Congo, schiavi dei minerali digitali: la loro storia in un “corto”

Di Elena Paparelli

La Fondazione Internazionale Buon Pastore ONLUS ha recentemente prodotto il documentario d’eccezione Maisha: A New Life Outside The Mines, che ha per oggetto d’indagine gli schiavi dei “minerali digitali” impegnati in condizioni disumane nelle miniere del Katanga, in Congo. I materiali come coltan, rame, cobalto che finiscono nei nostri smartphone e nei nostri computer, vengono proprio da queste zone della terra infernali, dove “gli artigiani minerari” vivono in condizioni di vita iper precarie e estremamente rischiose per la salute.

Esporre il proprio corpo al contatto di metalli pesanti e uranio per tante ore (ricevendo in cambio pochi dollari al giorno per sopravvivere) è quanto accade ai protagonisti di questo documentario di denuncia (e insieme di speranza) realizzato da Bernhard Werner e Luca Paradiso, che raccoglie alcune esperienza di vita degli artigiani minerari di Kolwezi, la più grande zona di estrazione e cobalto della Repubblica Democratica del Congo, nella regione meridionale del Katanga (24mila miliardi di dollari il suo valore complessivo).

Il documentario è stato girato nel 2015 ma è ora che inizia la sua divulgazione a livello internazionale, come ci racconta in questa video intervista Cristina Duranti, direttrice della Fondazione Internazionale Buon Pastore ONLUS.

Con lei ragioniamo inoltre su come cambia il meccanismo della solidarietà internazionale in zone come il Congo, caratterizzato da fortissime criticità sociali.
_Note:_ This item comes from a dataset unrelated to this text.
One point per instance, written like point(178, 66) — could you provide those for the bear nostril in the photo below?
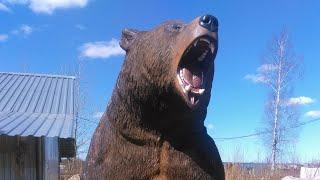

Il lavoro di Werner e Paradiso contiene tuttavia un messaggio di speranza, perché racconta anche il piccolo progetto dal basso, ma importantissimo, realizzato dalla Fondazione per offrire una possibilità di riscatto ai tanti artigiani minerari di questa zona dimenticata dal mondo “interconnesso”, che di possibilità non sembravano averne alcuna.

Sullo sfruttamento delle miniere del Congo è intervenuto di recente anche Amnesty International, che ha pubblicato un’indagine insieme ad Afrewatch, da cui si evince che i principali marchi di elettronica non sono impegnati nei necessari controlli di base per assicurare che il cobalto utilizzato nei loro prodotti non sia l’esito di soprusi e sfruttamento.